The Editors tell us that, in his early years at the LSE Oakeshott had given lectures on the great thinkers from Plato to T.H.Green, of such magnetism that they were `more or less the centre of gravity in that vast school' But the lectures printed here represent a shift of focus: they were `a study of ideas in relation to their contexts, not a study of texts'. And, of course, while important political ideas have a resonance which reverberate well beyond the periods in which they were written, the top priority in studying them should always be the awareness that they were framed in response to particular historical situations and experiences. In this series, therefore, Oakeshott gave several complete lectures in which the historical background is described before we would come, in a following week, to those dealing with the political thinking to which they gave rise.

In my opinion, the institutional background is treated in rather more detail than I think is strictly necessary. If I had been a student in his audience (and especially if I had been new to the subject), I might have become more than a little impatient and would have wanted him to get on rather more quickly with the political thought to which the title of the lectures referred. Even when Oakeshott does get there, I might have thought the minuteness with which he dissects the connotations of the political vocabulary at times somewhat excessive and even pedantic. Quite often I might have nodded off. And I would have been disappointed by being offered so many aerial perspectives, so much classification, and so little meat about all but four individual political thinkers: Aristotle and Plato (in that order), Augustine and Aquinas (very good on these two), each of whom have entire lectures devoted to them.

But, with these four exceptions, Oakeshott is primarily concerned with the political concepts and vocabularies that were widely current in the societies of a given period (though, having found certain distinctions in the Roman political vocabulary - between potestas and potentia or between jurisdictio and gubernaculum, for instance - , he continues to apply these Latin words in his analysis of modern political thought).

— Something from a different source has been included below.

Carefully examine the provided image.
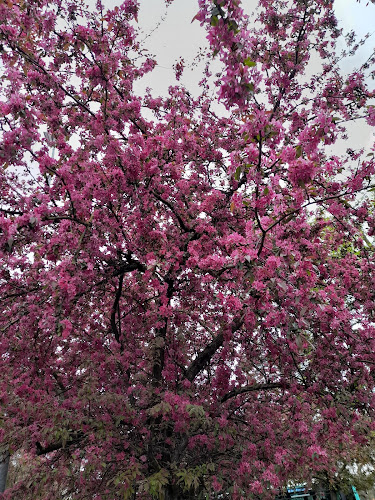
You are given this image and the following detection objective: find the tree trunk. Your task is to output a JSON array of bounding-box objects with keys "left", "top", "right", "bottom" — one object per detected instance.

He analyzes TYPES of ideas, and illustrates them for the most part by only scanty references to the philosophers who so memorably propounded them.

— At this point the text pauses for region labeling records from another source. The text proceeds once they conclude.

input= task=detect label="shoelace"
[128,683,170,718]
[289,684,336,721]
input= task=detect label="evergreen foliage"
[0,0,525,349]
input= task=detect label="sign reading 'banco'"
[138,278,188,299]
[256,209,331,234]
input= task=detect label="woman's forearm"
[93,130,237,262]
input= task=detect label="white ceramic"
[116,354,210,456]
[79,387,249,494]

The analysis varies from the dry and (when you come to think of it, often rather obvious), to his excellent discussion of what we mean or could mean by such terms as `state' or `nation' in Lectures 26 and 27, which should dispel some woolly thinking about these concepts. He is illuminating when in Lecture 29 he points to a family likeness between the knowledge-based élitist theories of government to be found in Plato, Gnosticism, Calvinism, the Enlightened Despots, Comte, Marx and Pareto. And in the last two lectures he makes an distinction between the belief that the functions of government are teleocratic and the belief that they are nomocratic. (A search on Google suggests that he coined these words, which have since then entered the political vocabulary with the meaning that he gave to them.) Belief in the former rests on the view that governments are entitled to impose on their citizens goals formulated by the government, which may range from the goal of mobilizing the resources of the state for war, through trying to make a state God-fearing and through Enlightened Despotism, to the goal of redistributing wealth in order to deal with the problem of the poor. Nomocratic governments have the function to preside over existing laws, to adjust them from time to time without altering their basic nature, to respect the autonomy of the citizen to choose his own ends, but to prevent him from doing injury to others. He is at pains to say that this is NOT the same as laissez=faire `which belongs only to the lunatic fringe of modern European political thought'. (This is an example of the occasional robustness with which he describes some ideas as `nonsense').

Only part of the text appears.